Britain Must Choose. Follow the EU or Lead the EV Future
By Dr Andy Palmer CMG. Andy is the former CEO of Aston Martin and COO of Nissan. He is known in the media as the ‘Godfather of EVs’. Today, he is the Co-Founder of CEO of Palmer Energy Technology Ltd (PETL).
History will not be kind to the European car industry of the 2020s. European OEMs sold their souls, and their IP, to gain access to the hugely profitable Chinese market in the early 2000s. China demanded that access be granted through local production in 50:50 joint ventures, arrangements that eventually gave way to Chinese companies such as BYD, Geely, SAIC and BAIC. Those firms learned the art and science of car making from European partners while concentrating their domestic market on EV, or NEV, technology.
China mastered EV technology and went on to dominate the supply chain. In its home market, EVs became desirable and the Chinese consumer stopped buying Toyotas and Mercedes, turning instead to domestic brands which by around 2020 offered better technology and stronger EV products. By 2025, China was no longer “Treasure Island” for European manufacturers who had been slow to adopt EVs and therefore failed to appeal to Chinese customers.

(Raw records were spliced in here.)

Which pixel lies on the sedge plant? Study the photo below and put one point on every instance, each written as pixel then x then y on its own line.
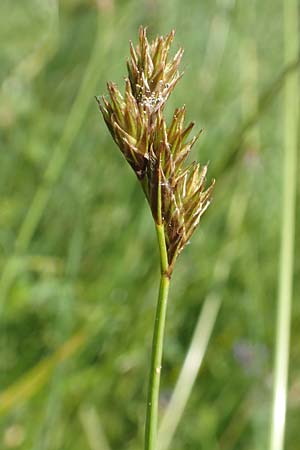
pixel 157 153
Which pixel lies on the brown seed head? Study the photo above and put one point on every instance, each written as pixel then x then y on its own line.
pixel 157 153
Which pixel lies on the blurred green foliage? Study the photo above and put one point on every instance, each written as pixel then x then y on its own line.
pixel 78 256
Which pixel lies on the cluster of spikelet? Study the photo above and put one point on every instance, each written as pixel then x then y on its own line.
pixel 176 193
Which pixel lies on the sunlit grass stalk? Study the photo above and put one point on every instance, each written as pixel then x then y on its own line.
pixel 291 98
pixel 157 345
pixel 157 153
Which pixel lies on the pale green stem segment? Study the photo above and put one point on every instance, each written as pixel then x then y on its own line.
pixel 157 345
pixel 291 35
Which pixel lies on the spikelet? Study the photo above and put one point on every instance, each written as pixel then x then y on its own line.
pixel 157 153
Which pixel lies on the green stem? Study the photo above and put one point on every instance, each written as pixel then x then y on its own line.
pixel 157 345
pixel 282 348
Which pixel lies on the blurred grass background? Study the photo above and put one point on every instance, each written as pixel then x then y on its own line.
pixel 78 255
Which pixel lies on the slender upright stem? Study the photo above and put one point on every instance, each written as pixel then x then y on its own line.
pixel 157 345
pixel 291 34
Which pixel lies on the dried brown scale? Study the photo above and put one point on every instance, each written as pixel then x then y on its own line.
pixel 176 193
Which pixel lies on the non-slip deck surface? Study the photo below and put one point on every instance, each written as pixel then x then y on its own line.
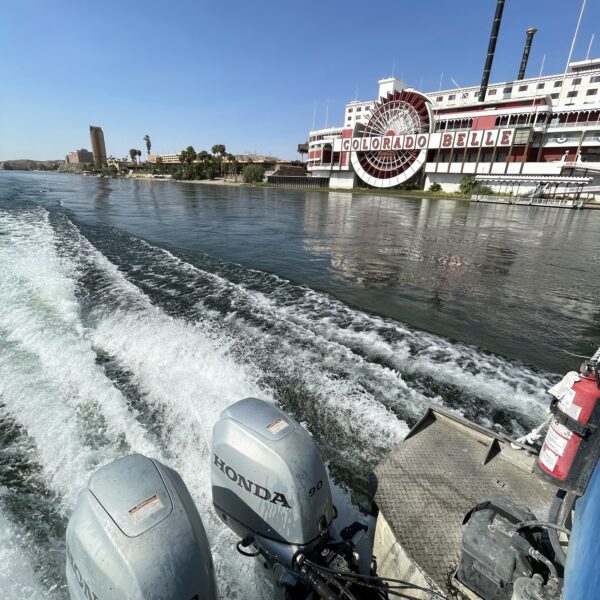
pixel 429 481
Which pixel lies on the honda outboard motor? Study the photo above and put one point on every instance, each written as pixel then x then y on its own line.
pixel 135 534
pixel 268 479
pixel 270 486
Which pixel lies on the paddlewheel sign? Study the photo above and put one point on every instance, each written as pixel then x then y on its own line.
pixel 392 146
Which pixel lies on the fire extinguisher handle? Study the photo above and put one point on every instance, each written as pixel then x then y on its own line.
pixel 580 429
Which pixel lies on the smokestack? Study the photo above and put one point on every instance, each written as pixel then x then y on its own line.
pixel 491 49
pixel 530 33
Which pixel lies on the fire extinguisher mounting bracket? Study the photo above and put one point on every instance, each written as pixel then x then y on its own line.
pixel 583 430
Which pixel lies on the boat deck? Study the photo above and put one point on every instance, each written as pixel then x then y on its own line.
pixel 430 480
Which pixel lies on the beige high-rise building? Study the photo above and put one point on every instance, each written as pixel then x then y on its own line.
pixel 98 147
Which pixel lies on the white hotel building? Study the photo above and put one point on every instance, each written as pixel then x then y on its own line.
pixel 529 131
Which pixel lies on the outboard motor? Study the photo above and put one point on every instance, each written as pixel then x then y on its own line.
pixel 135 534
pixel 270 486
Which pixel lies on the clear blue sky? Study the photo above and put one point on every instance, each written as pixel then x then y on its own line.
pixel 245 74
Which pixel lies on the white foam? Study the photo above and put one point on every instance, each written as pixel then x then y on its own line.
pixel 49 380
pixel 17 578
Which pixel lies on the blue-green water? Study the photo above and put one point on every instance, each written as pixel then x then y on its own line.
pixel 132 313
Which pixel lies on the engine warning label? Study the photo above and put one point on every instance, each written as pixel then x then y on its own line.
pixel 564 385
pixel 277 426
pixel 146 508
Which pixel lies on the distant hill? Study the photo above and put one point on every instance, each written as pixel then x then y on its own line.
pixel 31 165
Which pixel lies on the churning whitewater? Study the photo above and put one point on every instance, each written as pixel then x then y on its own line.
pixel 110 345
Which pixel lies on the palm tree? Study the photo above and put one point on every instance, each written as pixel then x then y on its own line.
pixel 231 165
pixel 187 158
pixel 220 150
pixel 133 154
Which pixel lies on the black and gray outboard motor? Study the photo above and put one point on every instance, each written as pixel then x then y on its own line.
pixel 270 486
pixel 135 534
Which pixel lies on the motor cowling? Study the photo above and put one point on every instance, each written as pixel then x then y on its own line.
pixel 135 534
pixel 269 481
pixel 571 448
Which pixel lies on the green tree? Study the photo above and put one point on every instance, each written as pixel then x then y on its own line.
pixel 219 150
pixel 253 174
pixel 232 165
pixel 187 158
pixel 467 185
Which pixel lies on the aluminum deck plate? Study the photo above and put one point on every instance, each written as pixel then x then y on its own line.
pixel 431 479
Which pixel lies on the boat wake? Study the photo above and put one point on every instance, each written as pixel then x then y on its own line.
pixel 111 345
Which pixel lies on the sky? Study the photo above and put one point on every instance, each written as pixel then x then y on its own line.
pixel 245 74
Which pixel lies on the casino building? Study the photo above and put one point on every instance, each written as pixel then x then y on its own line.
pixel 540 133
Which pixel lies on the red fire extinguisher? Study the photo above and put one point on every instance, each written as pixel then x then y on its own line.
pixel 572 445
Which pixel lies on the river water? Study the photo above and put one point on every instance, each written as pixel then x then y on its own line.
pixel 133 312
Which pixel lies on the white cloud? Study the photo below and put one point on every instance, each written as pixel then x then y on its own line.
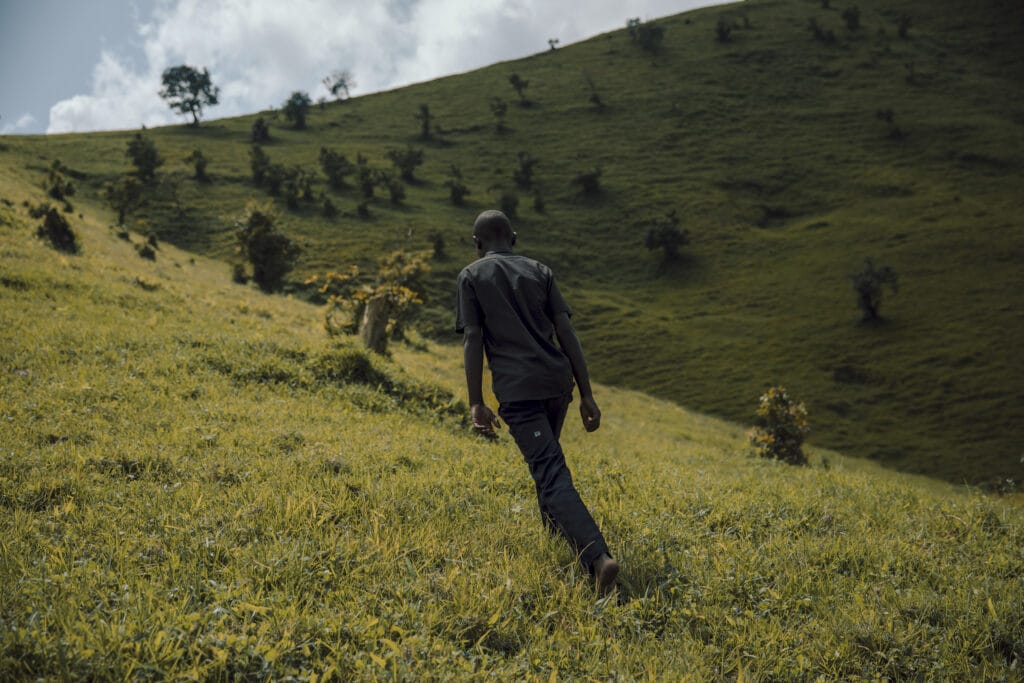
pixel 24 122
pixel 259 51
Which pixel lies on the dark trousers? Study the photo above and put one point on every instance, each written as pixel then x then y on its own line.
pixel 536 425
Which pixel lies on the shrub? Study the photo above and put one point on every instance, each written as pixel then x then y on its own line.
pixel 903 24
pixel 780 427
pixel 55 229
pixel 336 167
pixel 821 35
pixel 648 35
pixel 271 254
pixel 296 108
pixel 395 188
pixel 723 31
pixel 239 274
pixel 296 185
pixel 366 176
pixel 867 285
pixel 259 162
pixel 523 174
pixel 666 235
pixel 406 161
pixel 424 117
pixel 146 252
pixel 57 186
pixel 123 196
pixel 589 181
pixel 437 242
pixel 852 17
pixel 328 208
pixel 199 162
pixel 499 108
pixel 339 84
pixel 509 203
pixel 144 157
pixel 457 189
pixel 260 131
pixel 519 85
pixel 274 178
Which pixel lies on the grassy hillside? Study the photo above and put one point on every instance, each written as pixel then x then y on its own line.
pixel 774 150
pixel 196 485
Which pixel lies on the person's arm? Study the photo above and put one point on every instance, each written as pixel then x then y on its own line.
pixel 483 418
pixel 570 346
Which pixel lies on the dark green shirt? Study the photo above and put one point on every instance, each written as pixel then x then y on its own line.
pixel 514 300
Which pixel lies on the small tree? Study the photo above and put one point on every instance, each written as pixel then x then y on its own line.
pixel 57 186
pixel 395 188
pixel 424 117
pixel 666 235
pixel 519 85
pixel 123 196
pixel 260 131
pixel 259 162
pixel 436 241
pixel 336 167
pixel 55 229
pixel 199 162
pixel 187 90
pixel 271 254
pixel 903 24
pixel 457 188
pixel 589 181
pixel 595 96
pixel 366 176
pixel 499 108
pixel 723 31
pixel 296 185
pixel 826 36
pixel 509 203
pixel 144 157
pixel 296 108
pixel 648 35
pixel 852 17
pixel 523 174
pixel 868 283
pixel 339 84
pixel 406 161
pixel 376 309
pixel 780 427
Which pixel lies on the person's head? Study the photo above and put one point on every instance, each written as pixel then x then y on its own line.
pixel 493 230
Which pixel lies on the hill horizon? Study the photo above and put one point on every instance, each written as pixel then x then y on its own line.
pixel 787 157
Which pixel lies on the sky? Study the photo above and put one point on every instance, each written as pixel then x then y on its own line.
pixel 77 66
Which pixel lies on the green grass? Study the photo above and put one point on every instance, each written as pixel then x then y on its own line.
pixel 770 148
pixel 197 484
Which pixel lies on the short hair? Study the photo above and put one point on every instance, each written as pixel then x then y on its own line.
pixel 493 226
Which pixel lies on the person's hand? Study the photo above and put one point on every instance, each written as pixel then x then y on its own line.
pixel 484 421
pixel 590 413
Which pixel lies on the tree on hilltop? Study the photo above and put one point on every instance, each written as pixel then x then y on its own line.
pixel 296 109
pixel 339 84
pixel 187 90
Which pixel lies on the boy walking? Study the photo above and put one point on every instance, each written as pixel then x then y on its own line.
pixel 509 306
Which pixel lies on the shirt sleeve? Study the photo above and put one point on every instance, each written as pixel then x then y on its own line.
pixel 467 308
pixel 556 303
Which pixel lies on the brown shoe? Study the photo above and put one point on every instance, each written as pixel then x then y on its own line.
pixel 605 570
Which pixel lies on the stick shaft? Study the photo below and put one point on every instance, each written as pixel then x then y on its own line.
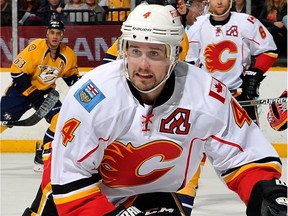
pixel 263 101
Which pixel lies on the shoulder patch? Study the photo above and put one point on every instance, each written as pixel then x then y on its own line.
pixel 32 47
pixel 89 95
pixel 218 90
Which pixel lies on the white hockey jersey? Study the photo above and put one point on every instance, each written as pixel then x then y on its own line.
pixel 104 128
pixel 225 50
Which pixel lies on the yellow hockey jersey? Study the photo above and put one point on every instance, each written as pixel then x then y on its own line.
pixel 36 61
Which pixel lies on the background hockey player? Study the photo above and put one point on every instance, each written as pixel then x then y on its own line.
pixel 34 72
pixel 165 114
pixel 224 43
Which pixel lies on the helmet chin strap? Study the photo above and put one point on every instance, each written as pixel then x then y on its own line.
pixel 226 12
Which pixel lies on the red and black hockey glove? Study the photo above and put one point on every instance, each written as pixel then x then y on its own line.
pixel 37 97
pixel 251 82
pixel 277 114
pixel 268 198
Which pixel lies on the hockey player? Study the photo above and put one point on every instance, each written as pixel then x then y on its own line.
pixel 112 53
pixel 224 43
pixel 145 136
pixel 34 73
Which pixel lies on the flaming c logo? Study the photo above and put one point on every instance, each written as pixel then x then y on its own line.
pixel 214 55
pixel 123 165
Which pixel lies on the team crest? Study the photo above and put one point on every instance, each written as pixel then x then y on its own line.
pixel 48 74
pixel 218 90
pixel 89 95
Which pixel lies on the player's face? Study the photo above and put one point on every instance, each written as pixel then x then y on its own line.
pixel 54 37
pixel 219 7
pixel 147 64
pixel 195 10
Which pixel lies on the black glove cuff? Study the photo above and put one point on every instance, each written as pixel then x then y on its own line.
pixel 266 195
pixel 259 75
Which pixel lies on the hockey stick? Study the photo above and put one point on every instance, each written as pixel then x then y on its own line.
pixel 263 101
pixel 41 112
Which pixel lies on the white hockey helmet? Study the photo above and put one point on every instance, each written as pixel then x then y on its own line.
pixel 151 23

European legislators were equally slow to move towards EV mandates at home. Oil, gas and automotive lobbies worked to protect their leadership, and their self interest, in internal combustion. Some OEMs were openly sceptical of EVs, preferring to back ICE or hydrogen technologies. Manufacturers became complacent and politicians acted as their puppets. Pressure to decarbonise did build, leading to uneven EV adoption across Europe, but with a general direction of travel towards full EV adoption by 2035, and by 2030 in the UK.
If you want to kill an industry, follow the EU playbook. After years of pursuing an ICE phase-out by 2035, the EU now appears to be choosing the worst possible outcome under pressure from panicked OEMs. A so-called phased approach would require only 90 per cent EV adoption by 2035, while allowing ICE to continue beyond 2040, most likely through synthetic fuels.
This is presented as protecting the industry and giving Western manufacturers time to catch up. In reality, it does the opposite. First, it removes urgency from EV adoption and from the search for genuine areas of leadership. Second, it creates vast manufacturing complexity. Carmakers are forced into compromised vehicles, constrained by CAPEX limits or by platforms that must awkwardly accommodate both ICE and EV technologies.
Meanwhile, Chinese manufacturers will continue to excel in EVs. They will keep advancing the science and addressing weaknesses such as battery energy density and cost. EVs, even without their next generation technologies, already represent a compelling proposition. They are cheaper and more reliable to buy than ICE vehicles, far cheaper to run, enjoyable to drive and potentially CO₂-free in operation. They integrate with infrastructure, becoming not just transport but decentralised energy storage. For light vehicles, EVs are an inevitable solution. Alternatives such as synthetic fuels may find niche applications, but EVs will dominate, and EU legislation will have opened the door to Chinese leadership.
The question, then, is whether the UK will follow the EU, in the irony of net zero opponents taking their lead from Brussels, or whether it will exercise the implied freedom of Brexit. In truth, the UK is likely to feel compelled to align with the EU, in part because it no longer controls its car industry. But an alternative exists, a bold one that will draw criticism from all sides.
That alternative is for the UK to hold its 2030 and 2035 commitments and position itself as a European laboratory for EV adoption. In return for low barriers to entry, it would follow the model of Thatcher’s Britain in the 1980s and China in the 2000s, actively collaborating with China. It would encourage, and where necessary compel, Chinese investment into UK car and battery manufacturing. Today, China does not view the UK as an obvious destination for investment. Repositioned as an EV laboratory, with low barriers to entry and the same advantages that attracted Japanese firms in the 1980s, English law, language and education, that could change.
I advocate for the latter course, while planning for the former. I hope that during the Prime Minister’s forthcoming visit to China, he takes a front-footed approach to bringing Chinese investment into the UK.